“The Captain” rolls into its second episode with the story of how Derek Jeter had matured and was ready to become the catalyst to the reemergence of a proud franchise. Behind the hazel eyes and boyish good looks, he opens up about how he took the mantle of team leader.
“I’m very loyal as a person and a player,” Jeter said. “But loyalty one way is stupidity. When I feel like you’re trying to take advantage of me I’m done.”
He braced for the real chance of being demoted had it not been for an injury to his predecessor Tony Fernandez which he says is the only reason he wasn’t optioned to Columbus to start the 1995 season.
“In 1995 my name was the subject of a lot of trade rumors,” Jeter, who was Minor League Player of the Year at the time, recalls. “My manager Billy Evers called me and told me to splash some water on my face and come to his room early in the morning and tell me congratulations you’re going to the big leagues.”
He wasn’t active for the playoffs but was in the dugout for the 1995 American League Division Series which they lost to the Seattle Mariners. By 1996, Jeter was front and center as the leadoff hitter and solidified them as a championship team. He, Bernie Williams, Jorge Posada, and Andy Petite were blossoming into cornerstones of a dynasty and the stage was a perfect hit for him.
Jeter arrived with Joe Torre as the new manager after the Yankees cleaned house in the front office and installed Bob Watson as the team’s new general manager. Jeter felt pressure and thought he was heading back to Columbus until the incumbent shortstop Tony Fernandez broke his arm two weeks before spring training ended.
“I always loved playing in front of people, period,” Jeter said. “I don’t care if you were a scout or a fan. I felt like I was performing and the more people the better. It gave me a chance to show off. Everybody’s watching now, right!”
After the first World Series victory in 1996, Jeter became “King of New York” and was the toast of every borough, especially The Bronx and Manhattan. Within 36 months of bringing a championship to the Bronx, Jeter was the A-list celebrity whose moves were being chronicled by Page 6. His entourage included hip hop icons such as Sean “P. Diddy” Combs, and Spike Lee who were as enamored by his talent as he was to be around them.
Jeter talks openly about his discipline and focus and how Don Mattingly taught him how to be a professional on the field. However, it was Darryl Strawberry, who had his problems navigating his social life as the young player with the New York Mets, who became his off-field mentor that gave him knowledge of a night life griot who blew his chances for the Hall Of Fame by making moves off field that diluted his play on it.
The complicated relationship with Alex Rodriguez is exposed and Jeter candidly explains how their relationship went from good friends to past tense.

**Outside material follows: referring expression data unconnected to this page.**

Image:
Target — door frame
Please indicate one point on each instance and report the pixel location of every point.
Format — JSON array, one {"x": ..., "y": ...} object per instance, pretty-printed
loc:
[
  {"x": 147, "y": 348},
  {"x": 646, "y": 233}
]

The Yankees were a championship team while A-Rod was a myth because he was playing in Seattle where many fans on the east coast never saw him play on TV because of the time zone difference.
That Jeter was photographed for the cover of Sports Illustrated posing with his arms around the neck of Rodriguez contributed to this narrative that their friendship was eroding. A-Rod’s blunt comments about being a better player than Jeter also helped fracture ties between the two generational shortstops, especially after Jeter led the Yankees to two World Series in three years, but most experts still branded the Mariners phenom as the best player.